Minister of State for Welfare of Scheduled Castes and Scheduled Tribes, and Labour
- In office 8 March 1982 – 19 March 1982
- Chief Minister: Keshab Chandra Gogoi

Member of Assam Legislative Assembly
- In office 2011–2016
- Preceded by: Binod Gowal
- Succeeded by: Roselina Tirkey
- Constituency: Sarupathar
- In office 2001–2006
- Preceded by: Binod Gowal
- Succeeded by: Binod Gowal
- Constituency: Sarupathar
- In office 1978–1983
- Preceded by: Chatra Gopal Karmakar
- Succeeded by: Abdul Matlib

Personal details
- Born: 1941 (age 84–85)
- Party: Indian National Congress
- Spouse: Mary Grace Tirkey
- Children: Roselina Tirkey
- Occupation: Politician

= Aklius Tirkey =

Indian politician (born 1941)

Aklius Tirkey (born 1941) is an Indian politician and teacher from Assam who was the Member of Assam Legislative Assembly (MLA) for Sarupathar from 1978 to 1983, 2001 to 2006 and 2011 to 2016. He served as a Minister of State in 1982 under Keshab Chandra Gogoi.

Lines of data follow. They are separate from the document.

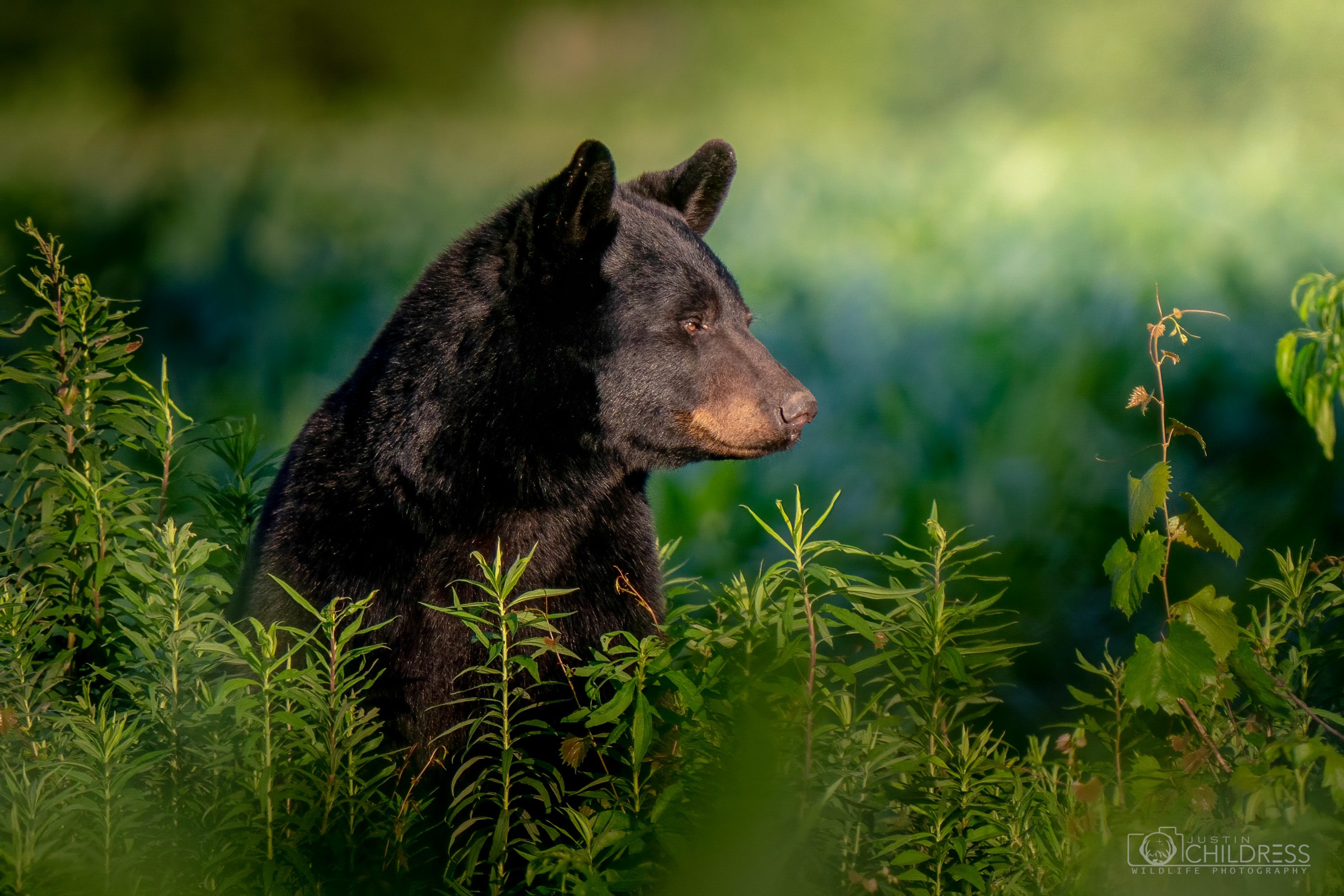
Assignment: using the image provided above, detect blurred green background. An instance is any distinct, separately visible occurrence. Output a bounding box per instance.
[0,0,1344,733]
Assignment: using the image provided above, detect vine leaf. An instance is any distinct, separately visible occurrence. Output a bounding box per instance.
[1129,461,1172,537]
[1168,492,1242,563]
[1124,619,1218,715]
[1167,416,1208,457]
[1101,532,1167,618]
[1172,584,1241,662]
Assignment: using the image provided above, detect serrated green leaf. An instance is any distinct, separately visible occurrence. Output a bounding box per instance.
[1167,416,1208,454]
[1124,619,1218,713]
[1101,532,1167,616]
[1172,584,1241,662]
[1227,641,1289,712]
[1172,492,1242,563]
[1129,461,1172,537]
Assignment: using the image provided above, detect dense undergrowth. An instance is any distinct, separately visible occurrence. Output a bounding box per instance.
[0,224,1344,893]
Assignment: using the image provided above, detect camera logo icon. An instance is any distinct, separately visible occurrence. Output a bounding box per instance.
[1126,827,1185,865]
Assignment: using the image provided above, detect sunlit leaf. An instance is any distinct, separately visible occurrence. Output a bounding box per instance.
[1167,416,1208,454]
[1172,492,1242,563]
[1172,584,1241,662]
[1227,641,1289,712]
[1102,532,1167,616]
[1129,461,1172,537]
[1125,619,1218,713]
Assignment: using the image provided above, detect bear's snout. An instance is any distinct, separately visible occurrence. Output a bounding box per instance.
[780,388,817,439]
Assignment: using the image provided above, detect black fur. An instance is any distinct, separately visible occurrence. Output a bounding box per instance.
[238,141,816,740]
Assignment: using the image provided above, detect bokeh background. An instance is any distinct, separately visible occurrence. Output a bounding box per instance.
[0,0,1344,736]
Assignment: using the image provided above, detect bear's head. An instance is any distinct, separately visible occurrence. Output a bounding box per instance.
[532,140,817,466]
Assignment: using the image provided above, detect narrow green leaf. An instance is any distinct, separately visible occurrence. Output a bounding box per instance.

== Early life and career ==
Tirkey was born in 1941. He was a teacher from 1961 to 1964.

== Political career ==
He was elected MLA for Sarupathar in 1978, 2001, and 2011. He served as Minister of State for Welfare of Scheduled Castes and Scheduled Tribes, and Labour in 1982, under Keshab Chandra Gogoi.

== Family ==
Tirkey married Mary Grace Tirkey and they had one daughter together. Their daughter, Roselina, became an MLA in 2016.